Stelleninserat mit Portrait eines Mannes
Illustriert nur ein Männergesicht das Inserat, fühlen sich selbst männliche Kandidaten weniger für den Job geeignet.

Nur 7 Prozent Frauen in den Top-Jobs

Doch die Realität hinkt dieser Wunschvorstellung hinterher: In Top-Jobs, wie CEO oder Verwaltungsrat, sind nach wie vor hauptsächlich Männer zu finden, so Bosak; beispielsweise sitzen in Deutschland sitzen nur knapp 7 Prozent Frauen in der obersten Etage. Für die Berner Psychologin ist diese Tatsache nachvollziehbar: «Bis kognitive Konzepte umgesetzt werden, bedarf es einer gewissen Zeit.» Noch immer werden mit Führungskräften hauptsächlich aufgabenorientierte Eigenschaften assoziiert, wie eine andere Studie Bosaks deutlich zeigt: Wirtschaftsstudierende attestieren den Managern zu 64 Prozent entsprechende Fähigkeiten – obwohl aufgabenorientierte und personenorientierte Eigenschaften gleichermassen als wichtig eingestuft wurden.
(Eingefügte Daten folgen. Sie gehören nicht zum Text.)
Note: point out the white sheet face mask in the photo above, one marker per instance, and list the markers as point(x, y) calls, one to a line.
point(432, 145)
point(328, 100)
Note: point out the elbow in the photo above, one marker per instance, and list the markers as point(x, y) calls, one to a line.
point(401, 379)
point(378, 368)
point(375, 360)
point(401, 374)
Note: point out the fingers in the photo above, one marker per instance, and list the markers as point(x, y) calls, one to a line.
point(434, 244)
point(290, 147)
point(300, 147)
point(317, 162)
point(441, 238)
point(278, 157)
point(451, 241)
Ein interessantes Details dieser Resultate: Sich selber schrieben die Testpersonen, die künftigen Unternehmensleader also, mehr personen- und aufgabenorientierte Züge zu als den heutigen Managern. Diesen Befund erklärt die Sozialpsychologin wie folgt: «Menschen bewerten sich selbst und andere grundsätzlich in einer Weise, die ihren eigenen Zielen am besten dient.»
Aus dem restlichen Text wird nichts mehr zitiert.